Connaissez-vous l’abbaye Sainte-Marie du Désert, ainsi que son histoire autour des miels ? Cette abbaye, dont l’origine date du XIIe siècle, abrite en ses murs une communauté de moines trappistes, issus de la réforme de La Trappe (on vous explique ça plus bas), depuis le milieu du XIXe siècle. Assez vite, leur activité agricole, en plus du travail des champs, s’est portée sur la culture du miel. Et aujourd’hui, où en sont-ils ? Divine Box vous raconte tout en trois minutes : c’est parti !

Il était une fois, il y a longtemps, très longtemps…

En 1099, à la suite de la mort de son père aux croisades, une jeune femme nommée Marie Desclassan décide de se retirer dans la solitude et la prière pour offrir sa vie à Dieu. À sa mort en 1117, la population locale se met à honorer son tombeau, et le lieu désertique dans lequel elle s’était installée devient une chapelle.

Avec les années, le souvenir de Marie Desclassan se dissipe pour laisser place à un lieu de pèlerinage marial, où les fidèles passent en nombre.
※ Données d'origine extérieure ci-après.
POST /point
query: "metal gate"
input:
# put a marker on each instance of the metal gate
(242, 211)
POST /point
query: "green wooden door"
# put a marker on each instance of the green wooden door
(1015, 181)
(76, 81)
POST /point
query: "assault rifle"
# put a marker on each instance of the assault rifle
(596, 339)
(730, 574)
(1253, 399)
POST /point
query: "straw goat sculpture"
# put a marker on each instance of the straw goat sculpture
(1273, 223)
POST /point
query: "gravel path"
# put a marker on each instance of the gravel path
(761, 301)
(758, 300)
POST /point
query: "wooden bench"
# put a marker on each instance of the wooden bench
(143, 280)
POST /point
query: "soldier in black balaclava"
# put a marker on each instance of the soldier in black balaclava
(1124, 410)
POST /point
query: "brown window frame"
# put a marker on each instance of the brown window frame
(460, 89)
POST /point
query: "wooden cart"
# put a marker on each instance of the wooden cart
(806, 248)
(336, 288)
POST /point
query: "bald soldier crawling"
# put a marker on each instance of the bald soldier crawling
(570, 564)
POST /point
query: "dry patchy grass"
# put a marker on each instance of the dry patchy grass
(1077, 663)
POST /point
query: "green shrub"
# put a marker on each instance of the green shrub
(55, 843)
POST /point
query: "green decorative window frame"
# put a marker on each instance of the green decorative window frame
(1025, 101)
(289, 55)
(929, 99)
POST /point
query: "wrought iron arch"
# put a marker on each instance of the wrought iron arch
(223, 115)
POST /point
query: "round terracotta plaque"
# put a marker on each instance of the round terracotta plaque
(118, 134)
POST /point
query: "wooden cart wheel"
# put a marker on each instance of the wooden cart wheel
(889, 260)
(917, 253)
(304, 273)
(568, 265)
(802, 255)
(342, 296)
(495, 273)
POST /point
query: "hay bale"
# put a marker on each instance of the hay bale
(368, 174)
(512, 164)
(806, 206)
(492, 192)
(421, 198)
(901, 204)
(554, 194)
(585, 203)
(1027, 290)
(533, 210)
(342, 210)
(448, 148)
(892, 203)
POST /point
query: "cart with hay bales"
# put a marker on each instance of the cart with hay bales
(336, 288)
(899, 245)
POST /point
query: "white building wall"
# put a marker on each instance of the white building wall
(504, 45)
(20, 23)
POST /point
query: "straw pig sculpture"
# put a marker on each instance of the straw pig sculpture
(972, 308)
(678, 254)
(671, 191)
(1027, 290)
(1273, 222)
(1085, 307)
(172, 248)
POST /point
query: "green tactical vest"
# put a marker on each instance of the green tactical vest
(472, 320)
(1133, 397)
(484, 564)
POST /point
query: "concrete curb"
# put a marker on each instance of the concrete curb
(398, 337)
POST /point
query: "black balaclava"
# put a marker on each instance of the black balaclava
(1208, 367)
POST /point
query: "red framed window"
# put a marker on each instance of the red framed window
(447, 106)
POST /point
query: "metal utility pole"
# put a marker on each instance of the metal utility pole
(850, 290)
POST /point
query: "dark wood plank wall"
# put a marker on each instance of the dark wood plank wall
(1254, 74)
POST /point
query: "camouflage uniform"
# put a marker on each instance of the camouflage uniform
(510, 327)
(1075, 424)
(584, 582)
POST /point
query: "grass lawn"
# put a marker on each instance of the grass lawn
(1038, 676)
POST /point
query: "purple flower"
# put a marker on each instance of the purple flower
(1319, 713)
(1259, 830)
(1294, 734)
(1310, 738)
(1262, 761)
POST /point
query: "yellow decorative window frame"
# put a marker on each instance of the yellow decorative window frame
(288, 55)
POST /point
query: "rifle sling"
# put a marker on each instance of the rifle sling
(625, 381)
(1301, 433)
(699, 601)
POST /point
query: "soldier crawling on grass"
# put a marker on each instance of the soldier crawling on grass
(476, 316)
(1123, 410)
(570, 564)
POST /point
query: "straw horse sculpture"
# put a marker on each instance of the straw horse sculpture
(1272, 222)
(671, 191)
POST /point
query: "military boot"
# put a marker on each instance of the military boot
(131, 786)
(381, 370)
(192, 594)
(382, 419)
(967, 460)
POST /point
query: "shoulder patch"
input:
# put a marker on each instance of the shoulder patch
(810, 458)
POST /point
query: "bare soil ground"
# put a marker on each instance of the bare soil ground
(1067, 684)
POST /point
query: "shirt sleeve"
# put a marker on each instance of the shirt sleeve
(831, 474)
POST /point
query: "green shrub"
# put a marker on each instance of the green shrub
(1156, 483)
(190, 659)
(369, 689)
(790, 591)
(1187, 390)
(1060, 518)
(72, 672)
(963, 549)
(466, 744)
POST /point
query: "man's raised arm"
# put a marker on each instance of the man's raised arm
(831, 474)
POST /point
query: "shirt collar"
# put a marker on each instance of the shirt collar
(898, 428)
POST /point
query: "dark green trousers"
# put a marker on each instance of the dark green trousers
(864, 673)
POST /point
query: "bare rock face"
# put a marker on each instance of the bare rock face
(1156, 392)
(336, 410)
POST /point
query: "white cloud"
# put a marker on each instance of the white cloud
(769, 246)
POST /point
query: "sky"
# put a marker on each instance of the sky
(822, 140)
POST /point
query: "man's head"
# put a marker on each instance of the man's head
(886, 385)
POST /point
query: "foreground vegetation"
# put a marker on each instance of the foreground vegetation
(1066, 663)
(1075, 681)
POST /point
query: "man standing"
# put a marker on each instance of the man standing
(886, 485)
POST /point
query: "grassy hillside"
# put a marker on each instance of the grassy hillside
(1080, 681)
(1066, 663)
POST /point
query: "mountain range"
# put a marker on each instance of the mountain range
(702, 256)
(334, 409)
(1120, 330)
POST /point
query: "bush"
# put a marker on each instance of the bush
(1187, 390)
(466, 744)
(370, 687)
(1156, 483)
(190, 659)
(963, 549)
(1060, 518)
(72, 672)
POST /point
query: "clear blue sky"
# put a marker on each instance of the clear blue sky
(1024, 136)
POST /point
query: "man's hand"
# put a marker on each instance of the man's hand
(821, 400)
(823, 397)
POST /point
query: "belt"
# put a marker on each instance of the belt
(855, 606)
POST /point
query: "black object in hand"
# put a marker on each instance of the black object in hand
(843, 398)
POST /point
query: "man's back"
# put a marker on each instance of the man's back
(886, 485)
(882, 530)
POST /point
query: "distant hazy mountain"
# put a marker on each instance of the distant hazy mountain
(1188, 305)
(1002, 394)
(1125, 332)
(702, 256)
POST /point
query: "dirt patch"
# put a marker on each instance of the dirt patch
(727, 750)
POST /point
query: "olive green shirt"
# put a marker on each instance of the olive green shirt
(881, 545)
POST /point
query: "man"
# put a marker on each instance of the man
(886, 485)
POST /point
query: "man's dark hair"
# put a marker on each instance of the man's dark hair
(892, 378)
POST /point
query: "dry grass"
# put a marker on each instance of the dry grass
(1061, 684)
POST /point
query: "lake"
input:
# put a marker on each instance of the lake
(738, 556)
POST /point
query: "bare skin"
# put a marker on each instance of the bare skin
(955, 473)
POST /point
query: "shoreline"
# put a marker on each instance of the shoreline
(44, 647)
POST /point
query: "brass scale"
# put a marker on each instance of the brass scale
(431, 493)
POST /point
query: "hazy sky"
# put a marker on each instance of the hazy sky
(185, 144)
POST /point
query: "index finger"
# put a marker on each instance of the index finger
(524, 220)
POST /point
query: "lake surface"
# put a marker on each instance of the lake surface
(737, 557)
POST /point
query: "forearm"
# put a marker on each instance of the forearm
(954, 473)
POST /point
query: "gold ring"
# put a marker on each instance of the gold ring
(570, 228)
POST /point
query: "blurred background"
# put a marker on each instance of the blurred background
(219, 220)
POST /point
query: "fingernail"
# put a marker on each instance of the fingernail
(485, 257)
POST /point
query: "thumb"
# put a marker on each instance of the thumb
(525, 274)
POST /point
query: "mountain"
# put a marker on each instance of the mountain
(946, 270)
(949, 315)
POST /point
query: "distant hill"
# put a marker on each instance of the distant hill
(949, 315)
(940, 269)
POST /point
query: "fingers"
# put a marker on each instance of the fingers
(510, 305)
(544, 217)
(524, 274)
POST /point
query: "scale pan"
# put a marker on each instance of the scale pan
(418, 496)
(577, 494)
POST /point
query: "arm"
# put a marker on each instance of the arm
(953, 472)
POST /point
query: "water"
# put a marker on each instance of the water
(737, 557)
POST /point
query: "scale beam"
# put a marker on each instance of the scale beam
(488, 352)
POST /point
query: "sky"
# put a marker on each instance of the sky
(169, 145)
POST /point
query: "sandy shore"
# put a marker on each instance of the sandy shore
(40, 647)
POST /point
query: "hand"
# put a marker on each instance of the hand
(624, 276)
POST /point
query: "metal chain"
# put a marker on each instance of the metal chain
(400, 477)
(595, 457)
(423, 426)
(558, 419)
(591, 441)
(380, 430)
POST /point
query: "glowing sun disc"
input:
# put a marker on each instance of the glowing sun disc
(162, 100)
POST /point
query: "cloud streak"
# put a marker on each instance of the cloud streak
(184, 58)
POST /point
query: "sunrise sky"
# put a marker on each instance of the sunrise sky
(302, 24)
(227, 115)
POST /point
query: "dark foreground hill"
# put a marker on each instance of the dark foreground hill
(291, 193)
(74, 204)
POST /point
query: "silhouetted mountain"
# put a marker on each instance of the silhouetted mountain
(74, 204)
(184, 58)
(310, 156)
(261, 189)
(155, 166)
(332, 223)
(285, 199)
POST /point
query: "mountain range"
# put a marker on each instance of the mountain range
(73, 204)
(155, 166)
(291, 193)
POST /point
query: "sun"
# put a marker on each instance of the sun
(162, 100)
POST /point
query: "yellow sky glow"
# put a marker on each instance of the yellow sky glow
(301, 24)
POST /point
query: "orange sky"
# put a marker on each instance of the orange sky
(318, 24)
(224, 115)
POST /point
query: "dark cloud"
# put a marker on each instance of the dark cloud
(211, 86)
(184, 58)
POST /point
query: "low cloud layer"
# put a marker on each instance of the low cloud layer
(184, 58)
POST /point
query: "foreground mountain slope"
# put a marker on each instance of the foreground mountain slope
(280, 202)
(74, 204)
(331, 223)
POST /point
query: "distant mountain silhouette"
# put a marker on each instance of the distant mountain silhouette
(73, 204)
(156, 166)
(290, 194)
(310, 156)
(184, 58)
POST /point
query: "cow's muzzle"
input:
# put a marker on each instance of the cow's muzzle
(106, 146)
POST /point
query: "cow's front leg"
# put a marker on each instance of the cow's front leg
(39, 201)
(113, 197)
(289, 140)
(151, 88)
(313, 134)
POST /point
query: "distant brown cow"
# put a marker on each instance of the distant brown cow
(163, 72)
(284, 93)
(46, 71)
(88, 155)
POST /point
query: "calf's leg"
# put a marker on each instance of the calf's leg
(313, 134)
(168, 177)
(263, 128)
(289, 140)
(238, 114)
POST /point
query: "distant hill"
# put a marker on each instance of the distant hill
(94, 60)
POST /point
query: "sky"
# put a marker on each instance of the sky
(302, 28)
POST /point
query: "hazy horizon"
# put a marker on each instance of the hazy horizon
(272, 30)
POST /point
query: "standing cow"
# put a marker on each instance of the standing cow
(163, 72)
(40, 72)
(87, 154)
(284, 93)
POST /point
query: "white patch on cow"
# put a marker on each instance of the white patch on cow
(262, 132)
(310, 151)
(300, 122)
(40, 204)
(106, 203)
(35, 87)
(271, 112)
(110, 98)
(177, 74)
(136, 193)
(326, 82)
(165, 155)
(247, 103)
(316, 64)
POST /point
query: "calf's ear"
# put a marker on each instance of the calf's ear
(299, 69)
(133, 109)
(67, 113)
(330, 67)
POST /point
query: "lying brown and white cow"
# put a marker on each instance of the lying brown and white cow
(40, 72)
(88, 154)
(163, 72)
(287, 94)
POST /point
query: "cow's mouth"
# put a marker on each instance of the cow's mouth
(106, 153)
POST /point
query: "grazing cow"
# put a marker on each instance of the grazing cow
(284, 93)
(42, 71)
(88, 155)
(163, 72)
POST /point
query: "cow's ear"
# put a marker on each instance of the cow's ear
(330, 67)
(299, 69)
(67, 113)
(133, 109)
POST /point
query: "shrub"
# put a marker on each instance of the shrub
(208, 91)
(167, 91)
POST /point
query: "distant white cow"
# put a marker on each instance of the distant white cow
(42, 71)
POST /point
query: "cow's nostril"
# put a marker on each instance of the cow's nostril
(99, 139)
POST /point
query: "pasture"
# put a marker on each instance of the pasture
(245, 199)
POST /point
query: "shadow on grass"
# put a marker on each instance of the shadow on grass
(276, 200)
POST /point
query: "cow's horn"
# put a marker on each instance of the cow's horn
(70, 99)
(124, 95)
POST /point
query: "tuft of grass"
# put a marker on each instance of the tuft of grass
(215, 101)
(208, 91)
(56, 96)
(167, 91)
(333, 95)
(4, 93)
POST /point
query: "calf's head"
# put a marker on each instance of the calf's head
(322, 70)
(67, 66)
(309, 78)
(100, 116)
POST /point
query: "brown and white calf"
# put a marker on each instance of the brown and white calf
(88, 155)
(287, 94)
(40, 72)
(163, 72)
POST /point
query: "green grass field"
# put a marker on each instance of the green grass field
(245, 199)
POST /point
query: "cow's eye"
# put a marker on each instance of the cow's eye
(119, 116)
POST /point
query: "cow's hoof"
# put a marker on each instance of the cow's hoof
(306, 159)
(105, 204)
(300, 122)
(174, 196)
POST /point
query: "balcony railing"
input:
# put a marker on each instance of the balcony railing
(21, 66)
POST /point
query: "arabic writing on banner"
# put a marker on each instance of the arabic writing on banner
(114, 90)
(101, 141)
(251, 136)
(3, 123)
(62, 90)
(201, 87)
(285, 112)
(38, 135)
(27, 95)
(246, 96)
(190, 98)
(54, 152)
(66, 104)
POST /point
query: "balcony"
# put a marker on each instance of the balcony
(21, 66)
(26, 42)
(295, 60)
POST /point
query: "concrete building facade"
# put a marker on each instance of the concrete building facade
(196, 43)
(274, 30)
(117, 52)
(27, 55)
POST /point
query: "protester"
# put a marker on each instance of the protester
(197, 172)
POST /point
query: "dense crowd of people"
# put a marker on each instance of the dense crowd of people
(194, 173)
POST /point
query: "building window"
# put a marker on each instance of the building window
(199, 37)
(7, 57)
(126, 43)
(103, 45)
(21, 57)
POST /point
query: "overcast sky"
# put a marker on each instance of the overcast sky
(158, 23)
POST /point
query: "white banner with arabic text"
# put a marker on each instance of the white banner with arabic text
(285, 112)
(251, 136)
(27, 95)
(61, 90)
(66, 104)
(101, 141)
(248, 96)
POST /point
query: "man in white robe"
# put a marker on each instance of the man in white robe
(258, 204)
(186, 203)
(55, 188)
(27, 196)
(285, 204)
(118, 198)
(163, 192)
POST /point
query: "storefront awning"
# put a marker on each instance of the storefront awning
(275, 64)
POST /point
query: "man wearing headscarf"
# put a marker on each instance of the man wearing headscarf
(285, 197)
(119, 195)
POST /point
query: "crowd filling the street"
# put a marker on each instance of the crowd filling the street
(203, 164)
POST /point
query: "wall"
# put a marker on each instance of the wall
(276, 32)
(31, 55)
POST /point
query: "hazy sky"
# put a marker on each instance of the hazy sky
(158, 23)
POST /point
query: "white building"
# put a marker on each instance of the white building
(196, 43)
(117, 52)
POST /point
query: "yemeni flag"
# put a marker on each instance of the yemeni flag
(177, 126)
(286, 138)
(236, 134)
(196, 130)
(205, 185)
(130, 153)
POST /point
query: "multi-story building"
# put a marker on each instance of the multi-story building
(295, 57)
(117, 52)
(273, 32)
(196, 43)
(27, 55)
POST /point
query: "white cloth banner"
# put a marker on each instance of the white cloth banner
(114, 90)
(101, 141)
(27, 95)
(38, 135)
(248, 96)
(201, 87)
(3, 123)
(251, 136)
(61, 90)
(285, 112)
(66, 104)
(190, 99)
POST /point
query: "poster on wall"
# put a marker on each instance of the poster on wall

Le lieu prend alors le nom de « Sainte-Marie-de-l’Herm ».

Mais à la Révolution Française, la chapelle est complètement détruite, et il faudra attendre plusieurs années pour que ce lieu reprenne du poil de la bête et soit à nouveau habitée par de belles âmes priantes.

Cela arrive entre 1852 et 1858 quand neufs moines trappistes, venus de l’abbaye d’Aiguebelle en Provence, s’installent sur place à « Sainte-Marie du Désert », où une petite chapelle du même nom a été érigée en 1819 grâce à un prêtre d’un village voisin. La vie monastique s’y installe donc, avec en priorité de gros travaux à effectuer pour construire l’abbaye ! Un peu plus de vingt ans plus tard, l’église abbatiale est consacrée et l’histoire de Sainte-Marie du Désert est donc officiellement lancée. Youpi !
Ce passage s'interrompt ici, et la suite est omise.